Pada dasarnya, pendidikan seks mencakup segala sesuatu yang berkaitan dengan seksualitas manusia, seperti hubungan emosional dan tanggung jawab, anatomi seksual manusia, aktivitas seksual, reproduksi seksual, usia dewasa, kesehatan reproduksi, hak reproduksi, seks aman, kontrasepsi, dan pantang seksual. Pembahasan tentang persetujuan seksual tidak dapat dihindari, karena persetujuan seksual adalah kunci untuk hubungan seksual dan emosional yang sehat.

Unicef, misalnya, meluncurkan program Better Reproductive Health and Rights for All in Indonesia atau BERANI, bekerja sama dengan pemerintah Kanada dan Bappenas. Komisi Perlindungan Anak Indonesia pada tahun 2018 mendorong pendidikan kesehatan reproduksi untuk siswa taman kanak-kanak hingga sekolah menengah atas di Indonesia.
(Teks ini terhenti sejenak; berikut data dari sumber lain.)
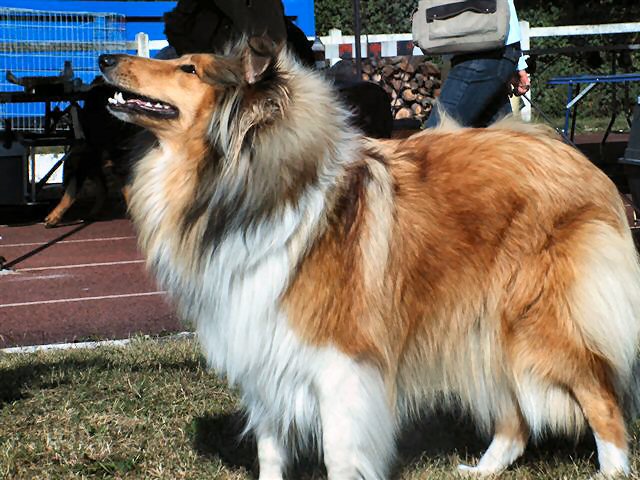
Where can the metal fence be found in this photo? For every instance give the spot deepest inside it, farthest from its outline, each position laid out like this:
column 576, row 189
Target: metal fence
column 37, row 43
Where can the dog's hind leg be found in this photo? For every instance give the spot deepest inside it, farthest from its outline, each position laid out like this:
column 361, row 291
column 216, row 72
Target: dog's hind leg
column 358, row 426
column 68, row 199
column 598, row 400
column 272, row 455
column 508, row 443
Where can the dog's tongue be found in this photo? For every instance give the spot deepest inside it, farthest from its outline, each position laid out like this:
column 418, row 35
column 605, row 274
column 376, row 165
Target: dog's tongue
column 148, row 105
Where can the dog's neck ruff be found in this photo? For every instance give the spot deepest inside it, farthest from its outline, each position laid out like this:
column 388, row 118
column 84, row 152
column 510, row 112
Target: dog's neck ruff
column 231, row 288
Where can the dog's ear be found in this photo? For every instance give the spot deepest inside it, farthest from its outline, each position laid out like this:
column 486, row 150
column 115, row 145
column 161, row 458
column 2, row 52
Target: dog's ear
column 260, row 54
column 222, row 71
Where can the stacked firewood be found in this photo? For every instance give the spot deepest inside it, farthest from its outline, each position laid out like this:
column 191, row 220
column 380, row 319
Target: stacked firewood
column 413, row 83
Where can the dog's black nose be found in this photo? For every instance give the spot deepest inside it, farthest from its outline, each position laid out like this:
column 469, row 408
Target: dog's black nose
column 107, row 61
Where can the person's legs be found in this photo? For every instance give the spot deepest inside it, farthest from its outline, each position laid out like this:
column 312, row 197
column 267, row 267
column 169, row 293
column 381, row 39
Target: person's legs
column 475, row 92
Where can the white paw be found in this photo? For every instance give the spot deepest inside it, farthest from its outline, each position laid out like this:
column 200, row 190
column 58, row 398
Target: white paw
column 468, row 471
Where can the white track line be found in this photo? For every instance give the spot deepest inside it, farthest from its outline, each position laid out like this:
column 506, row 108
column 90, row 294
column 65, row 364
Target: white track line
column 36, row 244
column 79, row 265
column 104, row 343
column 81, row 299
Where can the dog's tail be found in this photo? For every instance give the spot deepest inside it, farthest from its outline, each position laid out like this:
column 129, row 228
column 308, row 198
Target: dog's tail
column 606, row 306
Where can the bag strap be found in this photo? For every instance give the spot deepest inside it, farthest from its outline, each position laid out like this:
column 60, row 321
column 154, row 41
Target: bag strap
column 443, row 12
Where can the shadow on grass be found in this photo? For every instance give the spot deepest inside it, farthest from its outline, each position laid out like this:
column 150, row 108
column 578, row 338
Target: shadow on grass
column 221, row 436
column 437, row 436
column 17, row 382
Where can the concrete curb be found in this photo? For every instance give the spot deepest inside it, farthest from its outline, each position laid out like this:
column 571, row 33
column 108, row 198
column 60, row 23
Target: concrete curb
column 86, row 345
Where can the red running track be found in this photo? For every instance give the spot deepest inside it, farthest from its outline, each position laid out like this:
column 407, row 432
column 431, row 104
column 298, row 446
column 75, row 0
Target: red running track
column 78, row 282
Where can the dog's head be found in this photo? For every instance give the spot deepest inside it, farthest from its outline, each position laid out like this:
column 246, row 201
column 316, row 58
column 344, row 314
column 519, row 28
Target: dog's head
column 178, row 96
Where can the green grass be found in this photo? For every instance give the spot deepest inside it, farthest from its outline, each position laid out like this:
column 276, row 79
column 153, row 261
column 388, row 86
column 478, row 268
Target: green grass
column 152, row 410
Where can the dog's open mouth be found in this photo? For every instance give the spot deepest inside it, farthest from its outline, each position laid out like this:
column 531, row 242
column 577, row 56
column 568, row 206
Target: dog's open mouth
column 129, row 102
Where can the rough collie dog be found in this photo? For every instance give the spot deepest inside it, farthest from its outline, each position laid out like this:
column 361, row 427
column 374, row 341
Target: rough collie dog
column 345, row 284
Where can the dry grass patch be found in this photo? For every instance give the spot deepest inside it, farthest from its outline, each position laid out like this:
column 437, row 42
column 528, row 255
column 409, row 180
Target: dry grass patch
column 152, row 410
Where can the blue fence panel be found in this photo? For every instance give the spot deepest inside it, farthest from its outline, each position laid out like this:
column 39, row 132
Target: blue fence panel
column 301, row 9
column 38, row 43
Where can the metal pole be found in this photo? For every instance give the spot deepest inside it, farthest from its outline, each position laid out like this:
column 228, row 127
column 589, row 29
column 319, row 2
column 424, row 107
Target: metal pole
column 356, row 31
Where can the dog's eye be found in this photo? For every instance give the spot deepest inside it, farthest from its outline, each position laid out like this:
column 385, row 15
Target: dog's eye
column 188, row 68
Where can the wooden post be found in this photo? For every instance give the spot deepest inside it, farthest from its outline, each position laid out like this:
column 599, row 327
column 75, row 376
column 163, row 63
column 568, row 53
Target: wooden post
column 525, row 44
column 142, row 45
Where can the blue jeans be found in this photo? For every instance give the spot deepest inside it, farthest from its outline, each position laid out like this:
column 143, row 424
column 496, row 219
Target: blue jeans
column 476, row 92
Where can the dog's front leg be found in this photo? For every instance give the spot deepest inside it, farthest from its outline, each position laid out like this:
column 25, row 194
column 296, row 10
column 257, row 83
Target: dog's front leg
column 272, row 456
column 358, row 426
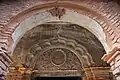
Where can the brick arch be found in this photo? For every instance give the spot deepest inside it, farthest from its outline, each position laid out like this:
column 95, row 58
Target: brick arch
column 108, row 22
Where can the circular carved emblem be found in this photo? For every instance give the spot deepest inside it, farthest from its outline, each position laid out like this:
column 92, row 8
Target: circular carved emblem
column 58, row 57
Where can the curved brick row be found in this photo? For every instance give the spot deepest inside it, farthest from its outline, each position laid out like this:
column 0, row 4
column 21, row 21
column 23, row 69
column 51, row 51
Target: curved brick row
column 108, row 17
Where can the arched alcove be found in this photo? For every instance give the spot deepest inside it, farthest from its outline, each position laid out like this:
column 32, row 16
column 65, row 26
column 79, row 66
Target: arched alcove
column 59, row 49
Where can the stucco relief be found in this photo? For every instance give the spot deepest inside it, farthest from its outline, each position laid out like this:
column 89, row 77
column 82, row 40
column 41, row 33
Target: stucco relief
column 57, row 37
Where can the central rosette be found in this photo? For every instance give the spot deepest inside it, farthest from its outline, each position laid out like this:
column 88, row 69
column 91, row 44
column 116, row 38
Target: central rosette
column 58, row 57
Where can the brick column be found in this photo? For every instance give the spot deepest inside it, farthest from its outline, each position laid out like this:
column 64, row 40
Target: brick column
column 113, row 58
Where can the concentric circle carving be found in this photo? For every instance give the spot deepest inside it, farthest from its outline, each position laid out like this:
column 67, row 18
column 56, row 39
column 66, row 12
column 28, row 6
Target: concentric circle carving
column 58, row 57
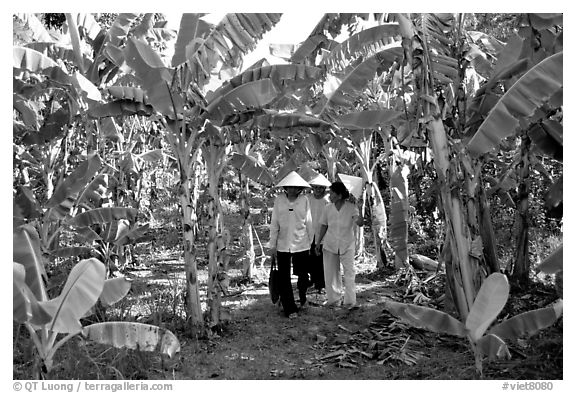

Meski namanya berbeda, isinya adalah pendidikan seks.

Di lingkungan kerja, pemberantasan pelecehan seksual dapat dimulai dari kebijakan perusahaan. Alvin Tanthio, human resources professional di sebuah perusahaan FMCG global, mengatakan, “Kami memiliki departemen etika dan kepatuhan yang menangani kasus pelecehan dan penyerangan seksual. Biasanya, ketika ada kejadian seperti itu, pelakunya akan dipanggil untuk 'disidang,’ tapi kami butuh laporan korban.”

Ia tidak menampik kenyataan bahwa ada karyawan yang akan berada dalam bahaya jika melaporkan apa yang dialaminya kepada manajemen. “Apalagi jika perusahaan itu bisnis keluarga atau pelakunya dekat dengan pemilik. Repot.”

Sayangnya, bagi bisnis berskala kecil atau merek independen, membangun sistem yang menangani pelecehan seksual tidak selalu atau belum menjadi prioritas. Bisnis kecil cenderung dimulai dari tim kecil dan karenanya, mereka bahkan biasanya tidak memiliki unit sumber daya manusia. Mereka juga tidak berpikir bahwa pelecehan seksual bisa terjadi di dalam tim yang memiliki hubungan sangat erat.

Pemilik sebuah kafe kucing di Kemang menceritakan kepada TFR bahwa beberapa tahun lalu, setelah manajemen memberhentikan manajer kafe itu karena masalah internal, asisten manajer berterus terang bahwa sang mantan manajer telah melecehkannya secara seksual sepanjang tahun pertama bisnis tersebut.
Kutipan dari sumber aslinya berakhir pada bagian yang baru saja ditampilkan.